Types of retirement accounts: How to prepare your financial future
This retirement account is one of the most used by workers in the United States, since it is a ‘standard’ option that is easy to access and in which the employer makes contributions to match the amount that the employee saves. Among the most outstanding benefits of the 401 (k) savings account is the exemption it offers in the payment of taxes. This means that the amount designated for savings, which will go directly to the 401 (k) will not be taken into account on your tax return.
SEP IRA for retirement
A simplified employee pension, or SEP IRA, is a type of savings account that is especially useful for self-employed people who do not have a fixed income. Among its advantages is a higher rate of voluntary contributions. Entrepreneurs and self-employed workers can access a cheaper retirement plan that allows them to increase their savings, with a maximum limit of 25% of total income, or an amount of up to $61,000 dollars.
A traditional IRA (Individual Savings Arrangement) savings account can be opened and managed by the beneficiary, regardless of whether he has access to a 401 (k) plan, as long as he has taxable income. Both the traditional IRA and the 401 (k) are similar. The taxpayer can deposit money tax-free into the account, which can grow until the person wishes to withdraw it. However, there are age restrictions and a maximum limit of money ($50,000) that can be accumulated and withdrawn.
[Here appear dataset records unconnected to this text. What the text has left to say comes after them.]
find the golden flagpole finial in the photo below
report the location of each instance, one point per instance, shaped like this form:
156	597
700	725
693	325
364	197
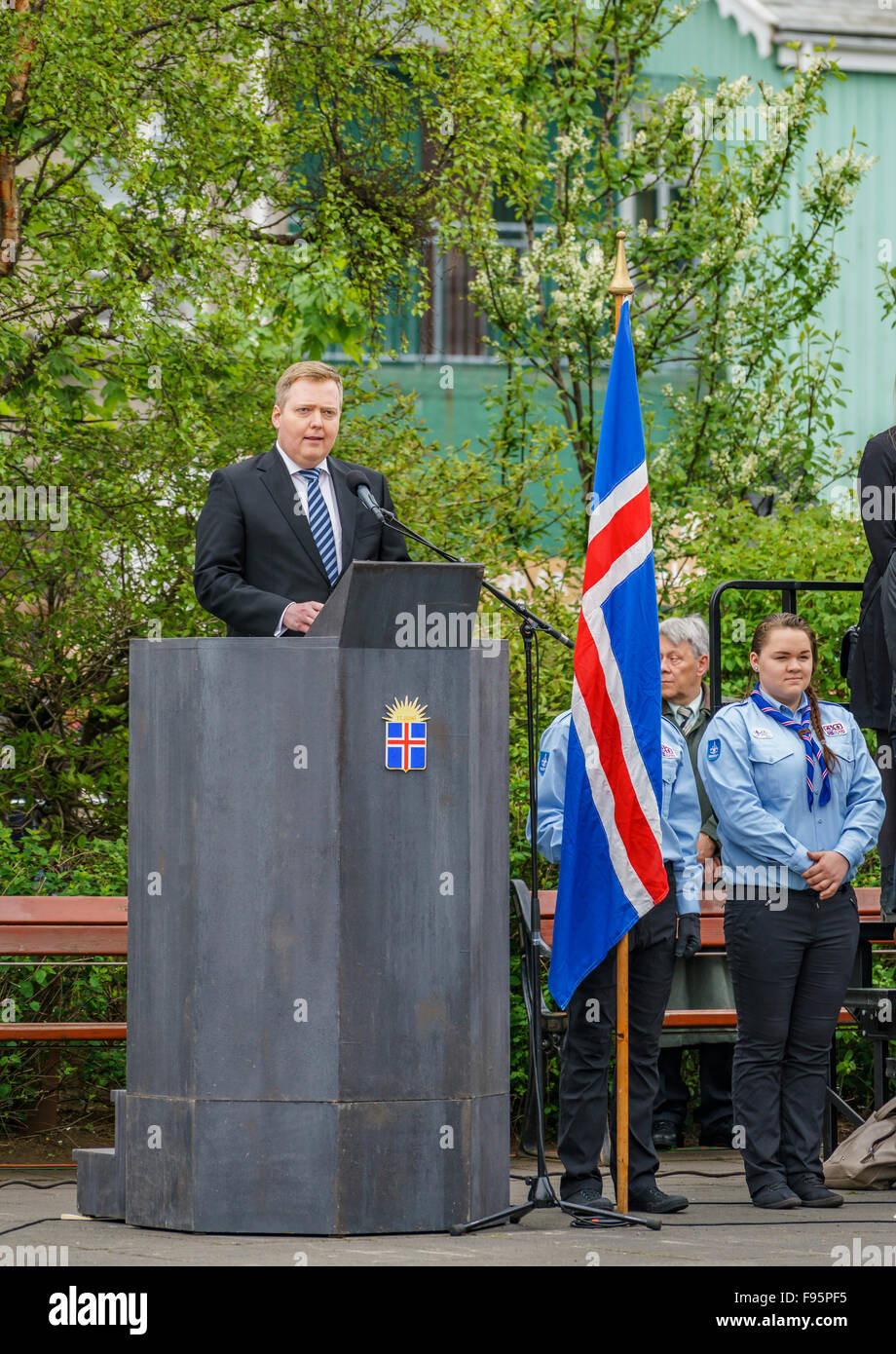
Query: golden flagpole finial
621	283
The individual 401(k) savings account has both advantages and disadvantages. For example, it allows higher contributions than in other accounts, which mainly benefits small entrepreneurs and those who work independently and who do not have contributions from a employer. Another advantage of the individual 401 (k) plan is that the taxpayer can make voluntary contributions of up to 100% of their total income, whenever they want, acting both as an employee and as an employer.
With a traditional IRA savings account the age to start withdrawing the money saved is 72 years. In the case of the Roth IRA, the taxpayer can dispose of the money at any time, without penalties or taxes. The difference between this account and the traditional IRA, and even the 401 (k) plan, is that the beneficiary will pay taxes at the time of making their contributions and will only be able to open an account of this type if their annual income is less than $144,000 ( in 2022).